I first tested for my Technician ticket in December of 2010. I mostly listened to the VHF repeaters outside of Seattle for more than a year before my first-ever QSO. At the time, I had an Icom 2200 2m I was given by uncle Fairbanks. His promise was, “If you get your license, I’ll get you a radio.” That hand-me-down mobile has been great. I still have it.

A quick, but well-needed review: Due to a ‘packaging error’ on my part when I put the 2200 in storage, it sat in a box that had been near a very leaky window. The plastic bag that I poorly wrapped the radio in caught the rain water and was almost filled. The 2200 sat in a full bag of water…for two months. Catching myself on the way to the dumpster, I figured I might as well try the unit just to see the sparks fly before I chuck it. I opened it up and let it dry in the sun for a few days. It turned on. It transmitted (into a dummy load). It appeared to be functioning perfectly! I am afraid to transmit on the air with it, but I am going to keep it and test it sometime – just in case. Maybe this isn’t as much of a miracle as I think it is, but I still find it neat. I am worried about a few drops from my jacket sleeve falling onto the screen of my Kenwood – and here is the Icom still working after soaking for two months.

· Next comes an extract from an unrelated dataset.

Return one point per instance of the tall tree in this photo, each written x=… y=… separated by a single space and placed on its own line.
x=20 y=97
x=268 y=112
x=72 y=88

In 2013 I completed my General and Brandon KG7HBU got his Tech. I currently run barefoot on an Icom 735 (usually around 35w) into a True-Talk 204′ dipole in an inverted-vee pattern (∠135°). An MFJ-941 manual tuner completes the HF system. A 100w PV panel keeps the single 12VDC deep cycle battery topped off, though this is a challenge by itself. The battery is old and weak and the panel doesn’t get much sun in winter.

I have a Yaesu 2900 that I have kept in the house but I am not impressed with it for a variety of reasons. There is a Kenwood 218 in the truck that also isn’t doing too well. It is rated as mil-spec for ruggedness, but I think the dust has taken a toll on the circuity. An Icom V-80 sport rounds out the amateur equipment showcase. I am not impressed with this unit as a whole, but this is my “Baofeng”. It does perform the job I bought it for. (Maybe I just can’t be impressed with any radio?)

As of May 2016, I am now an Amateur Extra. After reading that damned book cover-to-cover (twice) and help from online study tools, I successfully completely the Amateur Extra test just under the wire for the new question pool.

I am excited for the future of amateur radio on the homestead. Currently, it is not far from a duct tape production. As equipment is upgraded and better systems are installed, I’ll be sure to update this section.